Altered Notch signaling in Dowling-Degos disease: Additional mutations in POGLUT1 and further insights into disease pathogenesis

Damian J Ralser 1, Hideyuki Takeuchi 2,3,4, Günter Fritz 5, F Buket Basmanav 1,6,7, Maike Effern 8,9, Sugirthan Sivalingam 1, Laila El-Shabrawi-Caelen 10, Ece N Degirmentepe 11, Emek Kocatürk 11, Manuraj Singh 12, Nina Booken 13, Natalia M K Spierings 14, Viktor Schnabel 15, Andre Heineke 16, Jana Knuever 17, Sabrina Wolf 1, Maria Wehner 1, Michael Tronnier 16, Martin Leverkus 18,19, Iliana Tantcheva-Poór 17, Jörg Wenzel 20, Vinzenz Oji 21, Cristina Has 22, Michael Hölzel 8, Jorge Frank 15, Robert S Haltiwanger 2,3, Regina C Betz 1,*
PMCID: PMC6431572  NIHMSID: NIHMS1521008  PMID: 30414910

To the Editor,

Dowling-Degos disease (DDD; MIM 179850, 615327, and 615696) is a rare autosomal-dominant hereditary pigmentation disorder. Affected individuals present with varying degrees of progressive reticulate hyperpigmentation, primarily affecting the flexures, large skin folds, trunk, face, and extremities. Genetic research has identified associations between DDD and mutations in KRT5 (Betz et al., 2006), POFUT1 (Li et al., 2013), POGLUT1 (Basmanav et al., 2014), and PSENEN (Ralser et al., 2017). Mutations in these genes, which are implicated in Notch signaling, underlie clinically and histologically distinct DDD subtypes (Basmanav et al., 2015, Betz, 2017, Ralser et al., 2017).

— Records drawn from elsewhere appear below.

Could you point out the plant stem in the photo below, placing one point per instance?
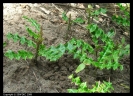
(38, 42)
(69, 26)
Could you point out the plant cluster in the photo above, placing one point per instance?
(123, 19)
(82, 86)
(107, 52)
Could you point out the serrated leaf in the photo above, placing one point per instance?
(80, 67)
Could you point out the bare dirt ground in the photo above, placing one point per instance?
(52, 77)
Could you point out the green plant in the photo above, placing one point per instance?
(35, 43)
(107, 54)
(70, 22)
(94, 13)
(4, 44)
(82, 86)
(123, 19)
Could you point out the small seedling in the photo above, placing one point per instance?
(104, 87)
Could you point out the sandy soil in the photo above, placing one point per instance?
(51, 77)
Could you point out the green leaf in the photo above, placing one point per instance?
(4, 44)
(123, 41)
(72, 90)
(9, 35)
(33, 22)
(15, 37)
(93, 28)
(77, 81)
(22, 40)
(61, 48)
(30, 43)
(9, 54)
(83, 85)
(111, 33)
(97, 34)
(70, 47)
(31, 33)
(80, 67)
(71, 76)
(79, 20)
(17, 56)
(96, 12)
(103, 10)
(90, 7)
(64, 17)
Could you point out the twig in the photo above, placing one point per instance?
(35, 76)
(70, 6)
(57, 8)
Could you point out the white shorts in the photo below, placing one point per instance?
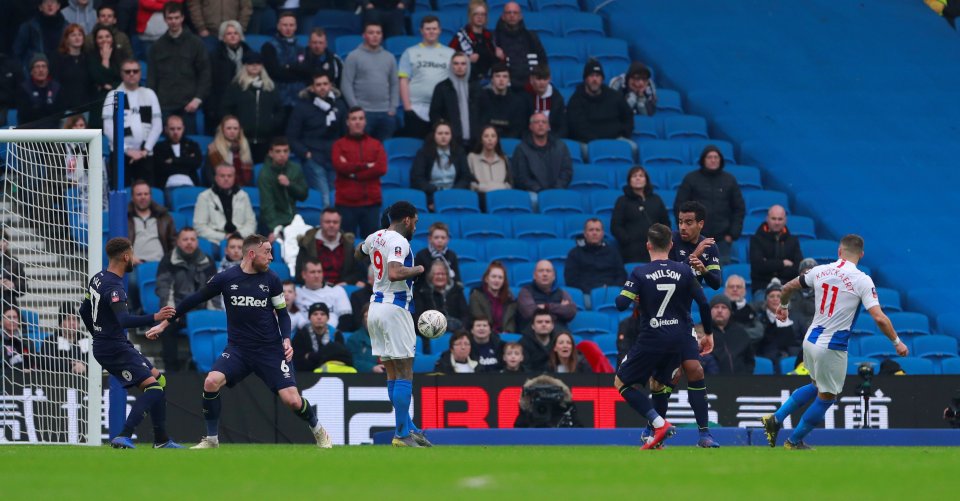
(391, 331)
(828, 368)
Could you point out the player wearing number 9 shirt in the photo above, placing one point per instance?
(104, 313)
(258, 338)
(839, 290)
(392, 336)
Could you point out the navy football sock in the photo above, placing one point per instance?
(697, 395)
(211, 412)
(140, 408)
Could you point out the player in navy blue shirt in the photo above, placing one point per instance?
(663, 291)
(258, 338)
(104, 313)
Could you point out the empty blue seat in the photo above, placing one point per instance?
(684, 127)
(560, 202)
(508, 202)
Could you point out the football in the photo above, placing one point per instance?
(432, 324)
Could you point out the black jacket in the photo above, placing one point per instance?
(767, 252)
(604, 116)
(165, 164)
(591, 266)
(632, 217)
(445, 105)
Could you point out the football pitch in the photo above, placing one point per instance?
(363, 472)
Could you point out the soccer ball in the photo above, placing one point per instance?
(432, 324)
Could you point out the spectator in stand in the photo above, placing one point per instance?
(232, 253)
(360, 162)
(521, 48)
(224, 208)
(41, 34)
(334, 249)
(361, 348)
(318, 58)
(281, 186)
(637, 88)
(453, 100)
(142, 124)
(494, 301)
(370, 82)
(178, 159)
(39, 99)
(719, 192)
(70, 64)
(437, 248)
(564, 357)
(595, 111)
(774, 251)
(635, 212)
(733, 348)
(226, 64)
(179, 69)
(209, 15)
(780, 338)
(390, 14)
(440, 164)
(545, 99)
(422, 67)
(230, 146)
(13, 280)
(545, 294)
(458, 359)
(181, 272)
(316, 290)
(81, 13)
(593, 263)
(282, 58)
(149, 225)
(314, 344)
(318, 121)
(254, 100)
(440, 292)
(537, 341)
(476, 41)
(488, 164)
(501, 106)
(486, 346)
(742, 311)
(541, 161)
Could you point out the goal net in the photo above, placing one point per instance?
(51, 217)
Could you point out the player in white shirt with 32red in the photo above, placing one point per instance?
(392, 335)
(839, 290)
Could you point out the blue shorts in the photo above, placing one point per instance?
(267, 362)
(124, 362)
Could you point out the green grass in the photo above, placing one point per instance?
(237, 472)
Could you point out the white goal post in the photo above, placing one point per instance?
(52, 214)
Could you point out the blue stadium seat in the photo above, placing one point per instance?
(533, 227)
(685, 127)
(760, 201)
(610, 151)
(482, 226)
(663, 152)
(764, 366)
(415, 197)
(558, 202)
(508, 202)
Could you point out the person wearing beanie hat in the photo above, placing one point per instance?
(595, 111)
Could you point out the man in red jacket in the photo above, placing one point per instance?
(360, 162)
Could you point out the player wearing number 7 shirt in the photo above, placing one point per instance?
(839, 288)
(392, 336)
(258, 338)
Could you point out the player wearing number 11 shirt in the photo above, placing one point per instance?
(839, 290)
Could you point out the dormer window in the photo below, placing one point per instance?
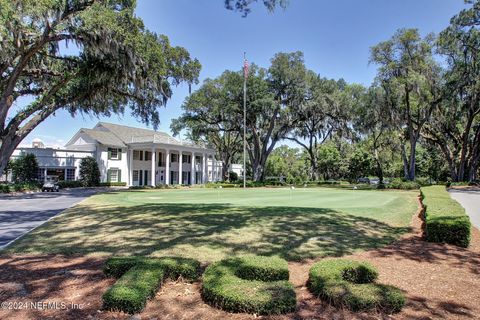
(114, 153)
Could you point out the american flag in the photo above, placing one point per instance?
(245, 68)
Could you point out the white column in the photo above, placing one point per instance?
(167, 167)
(130, 167)
(180, 162)
(154, 167)
(204, 169)
(192, 169)
(214, 168)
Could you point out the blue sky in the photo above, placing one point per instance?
(335, 37)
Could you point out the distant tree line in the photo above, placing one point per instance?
(420, 116)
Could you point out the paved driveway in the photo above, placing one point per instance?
(469, 199)
(20, 214)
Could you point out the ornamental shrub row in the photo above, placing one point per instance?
(139, 278)
(251, 284)
(351, 284)
(445, 219)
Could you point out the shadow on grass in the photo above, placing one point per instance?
(208, 231)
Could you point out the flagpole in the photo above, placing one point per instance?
(244, 122)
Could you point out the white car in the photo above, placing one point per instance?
(50, 186)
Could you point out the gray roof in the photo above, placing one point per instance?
(104, 137)
(127, 135)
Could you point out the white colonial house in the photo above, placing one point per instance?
(135, 156)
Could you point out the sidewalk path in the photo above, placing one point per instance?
(469, 198)
(20, 214)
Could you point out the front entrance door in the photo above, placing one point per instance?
(137, 175)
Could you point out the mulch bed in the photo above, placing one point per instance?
(440, 282)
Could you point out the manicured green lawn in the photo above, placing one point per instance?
(210, 224)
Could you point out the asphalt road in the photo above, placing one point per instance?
(470, 200)
(20, 214)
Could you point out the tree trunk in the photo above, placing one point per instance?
(463, 152)
(411, 168)
(405, 162)
(379, 167)
(8, 143)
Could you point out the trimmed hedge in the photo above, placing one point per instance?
(139, 278)
(445, 218)
(251, 284)
(346, 283)
(131, 292)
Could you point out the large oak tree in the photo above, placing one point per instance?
(116, 64)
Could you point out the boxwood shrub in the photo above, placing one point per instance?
(445, 218)
(139, 279)
(251, 284)
(351, 284)
(130, 293)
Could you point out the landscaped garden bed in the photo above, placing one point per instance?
(445, 219)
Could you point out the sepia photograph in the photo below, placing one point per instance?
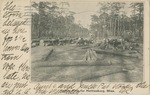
(86, 41)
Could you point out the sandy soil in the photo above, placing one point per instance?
(66, 64)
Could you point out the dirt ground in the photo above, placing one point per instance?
(66, 64)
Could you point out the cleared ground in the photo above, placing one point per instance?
(66, 64)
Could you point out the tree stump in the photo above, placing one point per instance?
(90, 56)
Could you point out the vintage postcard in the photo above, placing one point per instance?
(74, 47)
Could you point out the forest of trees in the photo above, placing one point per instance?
(55, 20)
(113, 21)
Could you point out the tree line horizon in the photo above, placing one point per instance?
(53, 20)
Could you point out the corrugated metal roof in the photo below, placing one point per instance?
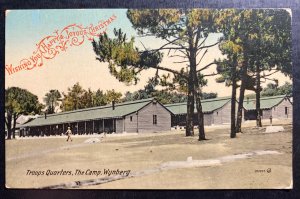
(208, 105)
(100, 112)
(265, 102)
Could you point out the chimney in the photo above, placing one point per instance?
(113, 105)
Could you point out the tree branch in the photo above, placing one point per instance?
(270, 74)
(170, 70)
(212, 74)
(208, 45)
(205, 67)
(202, 57)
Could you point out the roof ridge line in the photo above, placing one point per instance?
(98, 107)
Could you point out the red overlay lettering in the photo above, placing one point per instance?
(50, 46)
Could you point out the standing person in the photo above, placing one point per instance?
(69, 133)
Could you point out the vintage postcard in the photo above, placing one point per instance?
(148, 99)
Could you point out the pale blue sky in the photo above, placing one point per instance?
(25, 28)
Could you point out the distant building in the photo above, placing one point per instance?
(136, 116)
(279, 107)
(216, 111)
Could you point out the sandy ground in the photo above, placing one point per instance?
(31, 163)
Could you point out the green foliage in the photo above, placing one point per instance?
(79, 98)
(209, 95)
(112, 95)
(20, 101)
(51, 100)
(274, 89)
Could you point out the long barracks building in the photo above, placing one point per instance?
(149, 115)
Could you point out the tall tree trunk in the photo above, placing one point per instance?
(258, 119)
(14, 125)
(242, 92)
(240, 108)
(190, 107)
(8, 125)
(199, 109)
(233, 98)
(191, 98)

Following our identification of POGLUT1 mutations in DDD (Basmanav et al., 2014), we studied additional DDD patients. Ethical approval was obtained from the ethics committee of the Medical Faculty of the University of Bonn. All participants provided written informed consent prior to blood sampling. The study was conducted in accordance with Declaration of Helsinki principles. All participants were examined and sub-phenotyped by a dermatologist, as suggested previously (Basmanav et al., 2015, Betz, 2017). The predominant presentation was reticulate hyperpigmentation confined to the non-flexural areas of the body, in particular trunk and extremities (Figure 1a-h, Supplemental Table 2). All patients agreed to the publication of their photographs.

Figure 1. Clinical presentation and location of mutations in POGLUT1.

Figure 1.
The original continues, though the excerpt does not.